Tomas snapped back his wrist and heaved the ball above his head. Following the ball as it descended, Tomas turned a half circle, backed up, and fell into a hole.
Thud!
The ball just missed his head.

“Ouch! I twisted my ankle,” Tomas yelled.

“You all right, man?” I offered him a hand. “Hey, what’s with the hole, eh?” I looked around our side yard. “And that hole. And there’s another hole. What the… ?” I pointed the bat to at least a half dozen large pits of different depths. Some were ankle deep, others at least knee deep.

Tomas picked up the baseball and glove and hobbled out of the hole he had fallen into.

“Hey, bro, you’re right. This is weird.”

“Tatan!” I yelled.

Instead of answering me, he was singing:

“Oh Mr. Sam, Sam

My dear Uncle Sam

Won’t you please come

Back to Guam?”

“Tatan!” I yelled again, this time looking down at my tatan bihu digging a deep hole.

“What are you doing?” Only Bobo stopped digging, looked up, and wagged his tail.

Tomas peered into the hole as he stood like a crane on one foot and babied the other ankle.

“You talk to him,” I told Tomas. I didn’t know if Tatan was ignoring me or what.

“Tatan?” Tomas said.

“Say somet’ing in Chamorro,” I said to Tomas.

“What should I say? You know about as much Chamorro as I do,” Tomas said.

“I don’t know. I just know his brain’s more in the past lately than the present.” I hollered down to Tatan, “Hey, Tatan San Nicolas,
hafa adai
, hello.”

He kept digging and singing,

“… lives in danger

. . . better come

kill… Japanese

Right here on Guam.”

Tomas joined me in speaking Chamorro, “Tatan,
si yu’us ma’ase
.”

“What did you thank him for? He’s digging up our yard. How am I going to explain this to my parents?”

“You said talk to him in Chamorro,” Tomas said.

Dirt flew out of the hole. I’d never heard the song Tatan was singing: “Oh, Mr. Sam…

. . . please come back…”

Tomas tried to get Tatan’s attention by saying a few Japanese greetings he probably remembered from his grandfather. “San Nicolas-san,
ohayo gozaimasu.
Good morning.
Konnichi wa?
Good afternoon?”

Tatan stopped singing. He stood at attention, then bowed deeply at the waist. “
Arigato.
I did good, no? I dug holes like you said. Very good holes, no?” Tatan asked Tomas.

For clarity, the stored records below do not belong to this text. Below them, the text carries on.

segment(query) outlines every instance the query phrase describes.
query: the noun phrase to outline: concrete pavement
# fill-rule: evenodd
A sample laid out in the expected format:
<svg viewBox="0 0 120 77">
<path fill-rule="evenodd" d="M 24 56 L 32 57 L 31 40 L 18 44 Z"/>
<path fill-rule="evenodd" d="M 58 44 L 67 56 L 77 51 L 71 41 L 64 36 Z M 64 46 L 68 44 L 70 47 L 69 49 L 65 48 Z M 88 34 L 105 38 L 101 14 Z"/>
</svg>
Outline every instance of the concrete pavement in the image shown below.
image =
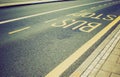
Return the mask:
<svg viewBox="0 0 120 77">
<path fill-rule="evenodd" d="M 114 30 L 110 28 L 117 22 L 109 26 L 110 30 L 107 33 L 104 32 L 106 31 L 104 28 L 114 19 L 116 21 L 116 18 L 117 21 L 119 21 L 118 2 L 111 1 L 94 4 L 91 2 L 89 4 L 84 4 L 84 7 L 82 4 L 81 2 L 70 1 L 1 9 L 0 51 L 2 52 L 0 52 L 0 67 L 3 67 L 1 69 L 1 77 L 44 77 L 65 60 L 68 61 L 62 64 L 64 68 L 61 69 L 60 67 L 60 69 L 58 69 L 59 73 L 61 71 L 66 72 L 68 65 L 70 71 L 73 72 L 76 70 L 78 66 L 80 66 L 80 63 L 83 63 L 83 61 L 76 61 L 76 55 L 77 59 L 86 60 L 87 57 L 91 56 L 90 54 L 94 52 L 92 48 L 96 49 L 98 46 L 92 46 L 95 40 L 89 42 L 89 39 L 93 39 L 96 35 L 97 37 L 95 38 L 98 38 L 99 35 L 101 35 L 97 34 L 98 32 L 102 32 L 102 35 L 104 35 L 104 33 L 108 35 L 108 32 Z M 83 11 L 92 13 L 81 16 Z M 71 16 L 74 20 L 67 20 L 67 18 L 71 18 Z M 79 21 L 79 23 L 76 23 L 75 20 Z M 83 23 L 84 25 L 81 27 L 80 25 Z M 85 26 L 89 28 L 85 29 Z M 99 27 L 94 28 L 94 26 Z M 89 32 L 91 28 L 95 30 Z M 84 77 L 87 77 L 86 75 L 89 76 L 94 67 L 97 66 L 98 68 L 97 64 L 100 62 L 101 58 L 104 59 L 104 62 L 106 61 L 106 56 L 103 56 L 104 53 L 108 51 L 105 50 L 109 50 L 109 53 L 106 54 L 108 56 L 112 50 L 110 46 L 114 43 L 118 30 L 117 28 L 117 30 L 112 33 L 112 36 L 108 38 L 112 40 L 115 35 L 113 41 L 110 42 L 110 40 L 107 39 L 107 42 L 103 43 L 100 49 L 96 49 L 97 52 L 94 52 L 94 55 L 91 58 L 89 57 L 89 60 L 86 60 L 87 62 L 92 61 L 90 63 L 93 63 L 95 66 L 90 66 L 87 70 L 86 66 L 91 64 L 84 64 L 83 68 L 85 68 L 87 72 L 81 75 Z M 106 37 L 104 36 L 103 38 Z M 103 40 L 101 39 L 101 41 Z M 83 44 L 85 45 L 83 46 Z M 89 45 L 92 46 L 92 50 L 88 53 L 84 49 Z M 82 49 L 80 49 L 81 47 Z M 112 48 L 114 47 L 112 46 Z M 77 50 L 79 50 L 79 53 L 70 59 L 69 56 L 76 53 Z M 101 52 L 102 54 L 100 54 Z M 88 56 L 81 57 L 82 54 Z M 75 61 L 79 63 L 77 64 Z M 76 68 L 71 69 L 72 67 L 70 67 L 70 65 L 74 65 Z M 78 73 L 80 73 L 80 71 L 78 71 Z M 60 76 L 58 73 L 53 74 L 53 76 L 49 77 Z M 68 75 L 70 74 L 71 72 L 65 73 L 62 77 L 69 77 Z"/>
<path fill-rule="evenodd" d="M 70 77 L 120 77 L 120 25 Z"/>
</svg>

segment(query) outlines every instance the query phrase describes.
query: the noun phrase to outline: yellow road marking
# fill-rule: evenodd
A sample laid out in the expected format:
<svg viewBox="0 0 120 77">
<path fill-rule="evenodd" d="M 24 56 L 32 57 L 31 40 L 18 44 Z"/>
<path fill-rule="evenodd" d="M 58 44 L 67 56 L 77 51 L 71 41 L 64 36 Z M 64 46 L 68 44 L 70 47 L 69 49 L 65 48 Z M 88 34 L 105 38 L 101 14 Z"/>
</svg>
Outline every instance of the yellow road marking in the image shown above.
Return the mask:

“Very good holes,” Tomas said.

I ordered, “Now get up here, Tatan.”

“Yeah, come on up here,” Tomas said. “Excellent holes.”

Tatan began to climb out of the pit, then changed his mind and scooped his shovel back into the dirt. “Wait, I find somet’ing. I give it to you and you give my family food, no?” Tatan bent down and rapped his knuckles on a metal object. “You like what I find?” Bobo started digging faster around the object, as if it were a bone. But no bone sounded like metal.

I dropped like a cat into the hole to see what Tatan found.

“Holy sh…
Madre Maria
! It’s a land mine!” My heart raced and pricklies jolted up the back of my neck.

“A mine!” Tomas’s voice cracked. “Don’t move! Don’t anybody move!”

Tatan struck the metal with his shovel and it made a
ping
sound. Bobo dug furiously at the other side, kicking out dirt with his front paws.

“Bobo, stop it! Tatan, don’t touch it!” No one would listen to me. Frantically, I jerked Bobo by the scruff of his neck. I felt bad when he yelped, but I had to get him out of there. Tatan took up where Bobo left off by digging around the mine with his bare hands.

“Tatan, stop!”

Tatan kept digging. I’d have pulled him up out of there, too, if I thought I could. But Tatan was too big for me to wrestle, and certainly not over a land mine. I wished Sammy were here, he’d know what to do. I shouted at Tomas. “Make him stop! He’s going to blow us all sky high!”

“Tatan,” Tomas said in a screechy voice. He cleared his throat and tried again, deeper, “San Nicolas-san. Good hole.”

Tatan stopped digging around the mine and looked up at Tomas. Bobo stopped thrashing and watched Tatan, as if for directions. I stood very, very still—on the outside. My insides felt like a motor racing in high gear.

“San Nicolas-san, I want you to dig another hole,” Tomas said.

“Another hole? Didn’t I do good finding this for you? I get it out and trade it for food for my family. Please, more rice for my Pilar and Rosie.” Tatan bent down to dig some more.